Download No Refuge PDF Online Free

Author :
Release : 2020-09-03
Genre : Political Science
Kind : eBook
Book Rating : 014/5 ( reviews)

GET EBOOK


Book Synopsis No Refuge by : Serena Parekh

Download or read book No Refuge written by Serena Parekh. This book was released on 2020-09-03. Available in PDF, EPUB and Kindle. Book excerpt: Syrians crossing the Mediterranean in ramshackle boats bound for Europe; Sudanese refugees, their belongings on their backs, fleeing overland into neighboring countries; children separated from their parents at the US/Mexico border--these are the images that the Global Refugee Crisis conjures to many. In the news we often see photos of people in transit, suffering untold deprivations in desperate bids to escape their countries and find safety. But behind these images, there is a second crisis--a crisis of arrival. Refugees in the 21st century have only three real options--urban slums, squalid refugee camps, or dangerous journeys to seek asylum--and none provide genuine refuge. In No Refuge, political philosopher Serena Parekh calls this the second refugee crisis: the crisis of the millions of people who, having fled their homes, are stuck for decades in the dehumanizing and hopeless limbo of refugees camps and informal urban spaces, most of which are in the Global South. Ninety-nine percent of these refugees are never resettled in other countries. Their suffering only begins when they leave their war-torn homes. As Parekh urgently argues by drawing from numerous first-person accounts, conditions in many refugee camps and urban slums are so bleak that to make people live in them for prolonged periods of time is to deny them human dignity. It's no wonder that refugees increasingly risk their lives to seek asylum directly in the West. Drawing from extensive first-hand accounts of life as a refugee with nowhere to go, Parekh argues that we need a moral response to these crises--one that assumes the humanity of refugees in addition to the challenges that states have when they accept refugees. Only once we grasp that the global refugee crisis has these two dimensions--the asylum crisis for Western states and the crisis for refugees who cannot find refuge--can we reckon with a response proportionate to the complexities we face. Countries and citizens have a moral obligation to address the structures that unjustly prevent refugees from accessing the minimum conditions of human dignity.
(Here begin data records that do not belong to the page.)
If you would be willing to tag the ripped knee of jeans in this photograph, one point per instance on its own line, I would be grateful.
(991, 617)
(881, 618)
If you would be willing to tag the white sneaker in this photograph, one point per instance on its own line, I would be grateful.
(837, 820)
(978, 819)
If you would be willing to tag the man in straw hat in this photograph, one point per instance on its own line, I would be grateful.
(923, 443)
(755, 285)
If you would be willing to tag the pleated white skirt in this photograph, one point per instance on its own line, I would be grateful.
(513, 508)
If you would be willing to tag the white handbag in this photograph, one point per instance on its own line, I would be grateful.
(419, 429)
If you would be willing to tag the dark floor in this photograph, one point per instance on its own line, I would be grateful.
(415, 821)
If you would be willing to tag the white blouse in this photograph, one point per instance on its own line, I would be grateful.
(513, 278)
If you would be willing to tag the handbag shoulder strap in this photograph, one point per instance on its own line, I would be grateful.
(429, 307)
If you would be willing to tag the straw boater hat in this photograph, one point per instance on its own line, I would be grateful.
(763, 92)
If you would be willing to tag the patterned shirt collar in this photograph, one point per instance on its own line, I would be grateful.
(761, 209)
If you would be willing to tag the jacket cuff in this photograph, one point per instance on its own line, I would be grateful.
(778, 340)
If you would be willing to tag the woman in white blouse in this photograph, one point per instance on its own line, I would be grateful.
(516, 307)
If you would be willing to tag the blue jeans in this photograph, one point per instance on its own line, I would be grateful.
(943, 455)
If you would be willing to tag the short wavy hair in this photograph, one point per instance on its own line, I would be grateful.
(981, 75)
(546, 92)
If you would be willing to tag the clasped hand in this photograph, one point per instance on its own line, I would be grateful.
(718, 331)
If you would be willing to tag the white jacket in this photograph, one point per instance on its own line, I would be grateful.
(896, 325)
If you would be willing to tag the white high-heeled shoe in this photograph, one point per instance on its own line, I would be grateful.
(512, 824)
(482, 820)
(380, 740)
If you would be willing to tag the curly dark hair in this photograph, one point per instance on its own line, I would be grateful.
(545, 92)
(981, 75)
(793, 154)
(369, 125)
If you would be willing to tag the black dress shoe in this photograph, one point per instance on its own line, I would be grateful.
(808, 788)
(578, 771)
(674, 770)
As Parekh shows, there are ways we as citizens can respond to the global refugee crisis, and indeed we are morally obligated to do so.

Without Refuge

Download Without Refuge PDF Online Free

Author :
Release : 2018
Genre : Juvenile Fiction
Kind : eBook
Book Rating : 504/5 ( reviews)

GET EBOOK


Book Synopsis Without Refuge by : Jane Mitchell

Download or read book Without Refuge written by Jane Mitchell. This book was released on 2018. Available in PDF, EPUB and Kindle. Book excerpt: Forced to leave his home in war-torn Syria, thirteen-year-old Ghalib makes an arduous journey with his family to a refugee camp in Turkey. Includes glossary.

No Refuge

Download No Refuge PDF Online Free

Author :
Release : 2020-09-03
Genre : Political Science
Kind : eBook
Book Rating : 006/5 ( reviews)

GET EBOOK


Book Synopsis No Refuge by : Serena Parekh

Download or read book No Refuge written by Serena Parekh. This book was released on 2020-09-03. Available in PDF, EPUB and Kindle. Book excerpt: Syrians crossing the Mediterranean in ramshackle boats bound for Europe; Sudanese refugees, their belongings on their backs, fleeing overland into neighboring countries; children separated from their parents at the US/Mexico border--these are the images that the Global Refugee Crisis conjures to many. In the news we often see photos of people in transit, suffering untold deprivations in desperate bids to escape their countries and find safety. But behind these images, there is a second crisis--a crisis of arrival. Refugees in the 21st century have only three real options--urban slums, squalid refugee camps, or dangerous journeys to seek asylum--and none provide genuine refuge. In No Refuge, political philosopher Serena Parekh calls this the second refugee crisis: the crisis of the millions of people who, having fled their homes, are stuck for decades in the dehumanizing and hopeless limbo of refugees camps and informal urban spaces, most of which are in the Global South. Ninety-nine percent of these refugees are never resettled in other countries. Their suffering only begins when they leave their war-torn homes. As Parekh urgently argues by drawing from numerous first-person accounts, conditions in many refugee camps and urban slums are so bleak that to make people live in them for prolonged periods of time is to deny them human dignity. It's no wonder that refugees increasingly risk their lives to seek asylum directly in the West. Drawing from extensive first-hand accounts of life as a refugee with nowhere to go, Parekh argues that we need a moral response to these crises--one that assumes the humanity of refugees in addition to the challenges that states have when they accept refugees. Only once we grasp that the global refugee crisis has these two dimensions--the asylum crisis for Western states and the crisis for refugees who cannot find refuge--can we reckon with a response proportionate to the complexities we face. Countries and citizens have a moral obligation to address the structures that unjustly prevent refugees from accessing the minimum conditions of human dignity. As Parekh shows, there are ways we as citizens can respond to the global refugee crisis, and indeed we are morally obligated to do so.

You may also like...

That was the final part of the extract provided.